I'll try to isolate one... It's quite hard actually. Couple of times I've hit really weird bugs in real world apps with media queries which I've solved just by refactoring the way I've merged the style objects.

I think I got it. There's an issue when a media query is being overridden by the same media query.

Example: https://codesandbox.io/s/qjG2XvykR

In real world code I've hit this with glamorous when I have wanted to extend a component and change it's media query behaviour.

Example: https://codesandbox.io/s/VPAvP6mGO

It think it comes down to the fact that when a key is being overridden in an object it's position stays the same.

For example here foo is the first key even thou it's the last one set.

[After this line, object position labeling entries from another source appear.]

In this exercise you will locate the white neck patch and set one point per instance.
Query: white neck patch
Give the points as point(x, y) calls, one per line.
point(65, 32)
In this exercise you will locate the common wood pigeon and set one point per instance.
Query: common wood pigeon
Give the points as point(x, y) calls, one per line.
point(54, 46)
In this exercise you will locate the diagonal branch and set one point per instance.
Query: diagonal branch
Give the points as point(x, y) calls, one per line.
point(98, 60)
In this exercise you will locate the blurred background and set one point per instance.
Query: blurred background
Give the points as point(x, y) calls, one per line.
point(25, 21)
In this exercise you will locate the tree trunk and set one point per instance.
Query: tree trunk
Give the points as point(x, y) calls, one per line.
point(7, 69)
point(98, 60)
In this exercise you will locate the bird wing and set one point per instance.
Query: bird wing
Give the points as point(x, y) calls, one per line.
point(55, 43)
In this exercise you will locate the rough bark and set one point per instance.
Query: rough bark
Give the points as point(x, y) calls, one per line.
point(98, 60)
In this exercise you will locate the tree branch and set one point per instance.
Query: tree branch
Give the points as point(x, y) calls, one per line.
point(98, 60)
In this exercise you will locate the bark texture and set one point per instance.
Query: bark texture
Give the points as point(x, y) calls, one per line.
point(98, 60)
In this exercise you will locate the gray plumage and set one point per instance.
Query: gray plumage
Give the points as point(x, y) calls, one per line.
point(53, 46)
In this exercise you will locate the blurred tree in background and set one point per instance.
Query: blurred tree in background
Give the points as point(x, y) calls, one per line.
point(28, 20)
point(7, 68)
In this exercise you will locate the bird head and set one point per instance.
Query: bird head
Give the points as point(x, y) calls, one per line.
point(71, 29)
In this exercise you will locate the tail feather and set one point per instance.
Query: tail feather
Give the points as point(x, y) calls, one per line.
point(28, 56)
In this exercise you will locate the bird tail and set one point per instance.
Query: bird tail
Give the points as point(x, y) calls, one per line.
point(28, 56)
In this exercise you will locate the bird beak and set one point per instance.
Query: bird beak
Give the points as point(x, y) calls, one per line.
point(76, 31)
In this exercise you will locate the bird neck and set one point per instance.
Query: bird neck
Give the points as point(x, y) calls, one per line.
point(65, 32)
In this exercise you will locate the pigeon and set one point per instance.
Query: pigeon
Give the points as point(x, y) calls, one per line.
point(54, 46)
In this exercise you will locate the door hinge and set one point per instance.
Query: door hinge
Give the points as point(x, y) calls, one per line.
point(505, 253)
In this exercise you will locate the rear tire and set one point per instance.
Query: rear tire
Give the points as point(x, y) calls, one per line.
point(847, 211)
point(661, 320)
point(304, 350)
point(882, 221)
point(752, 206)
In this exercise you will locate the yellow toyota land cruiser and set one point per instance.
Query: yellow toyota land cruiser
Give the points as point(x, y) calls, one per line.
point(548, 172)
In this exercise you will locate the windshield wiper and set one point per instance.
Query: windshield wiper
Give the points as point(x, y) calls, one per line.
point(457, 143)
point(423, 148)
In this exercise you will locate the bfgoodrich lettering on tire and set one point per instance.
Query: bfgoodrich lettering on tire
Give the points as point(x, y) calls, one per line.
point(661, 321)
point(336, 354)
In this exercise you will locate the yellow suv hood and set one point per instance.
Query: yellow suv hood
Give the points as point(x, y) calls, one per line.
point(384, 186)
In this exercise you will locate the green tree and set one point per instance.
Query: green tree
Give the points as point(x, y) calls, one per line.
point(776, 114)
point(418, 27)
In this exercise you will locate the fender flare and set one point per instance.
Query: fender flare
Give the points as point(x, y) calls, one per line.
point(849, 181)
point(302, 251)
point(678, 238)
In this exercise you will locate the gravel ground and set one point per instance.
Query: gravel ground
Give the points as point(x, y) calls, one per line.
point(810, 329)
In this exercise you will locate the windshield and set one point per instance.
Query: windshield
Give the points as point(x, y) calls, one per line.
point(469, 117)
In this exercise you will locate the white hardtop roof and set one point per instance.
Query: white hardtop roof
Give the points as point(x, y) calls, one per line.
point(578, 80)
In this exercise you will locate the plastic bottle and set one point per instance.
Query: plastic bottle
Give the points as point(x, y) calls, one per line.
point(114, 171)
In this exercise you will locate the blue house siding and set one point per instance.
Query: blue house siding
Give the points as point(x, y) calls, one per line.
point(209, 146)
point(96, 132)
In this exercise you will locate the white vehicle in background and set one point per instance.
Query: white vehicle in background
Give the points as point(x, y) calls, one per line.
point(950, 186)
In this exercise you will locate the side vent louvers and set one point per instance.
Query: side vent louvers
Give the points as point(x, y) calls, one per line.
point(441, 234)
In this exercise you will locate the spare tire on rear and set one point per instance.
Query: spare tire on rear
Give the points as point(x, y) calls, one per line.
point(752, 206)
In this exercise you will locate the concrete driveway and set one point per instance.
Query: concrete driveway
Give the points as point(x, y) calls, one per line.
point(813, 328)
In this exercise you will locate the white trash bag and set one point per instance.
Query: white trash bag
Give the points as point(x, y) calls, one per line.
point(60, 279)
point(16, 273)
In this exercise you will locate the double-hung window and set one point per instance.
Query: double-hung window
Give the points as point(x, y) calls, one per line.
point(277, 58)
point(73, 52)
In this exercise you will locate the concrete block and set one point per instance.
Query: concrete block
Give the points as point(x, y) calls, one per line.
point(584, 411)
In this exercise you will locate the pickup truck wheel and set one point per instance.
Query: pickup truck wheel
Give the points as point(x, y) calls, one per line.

> Object.keys(Object.assign({foo: 1}, {bar: 2}, {foo: 3}))
[ 'foo', 'bar' ]

So far I've tested this only with V8.

There are obvious workarounds (like adding extra spaces in the media queries) for this bug but that's not really the issue. The issue is that it's really hard pin point when it happens. I've wasted hours on this.

Fixing this would also make the infamous shorthand properties less brittle in glamorous. Ie. this would work as expected https://codesandbox.io/s/jzgxvZov

Noted. can you make a fresh issue specifically for this? It's not related to the shorthand properties issue, so don't want to reopen this. Thanks!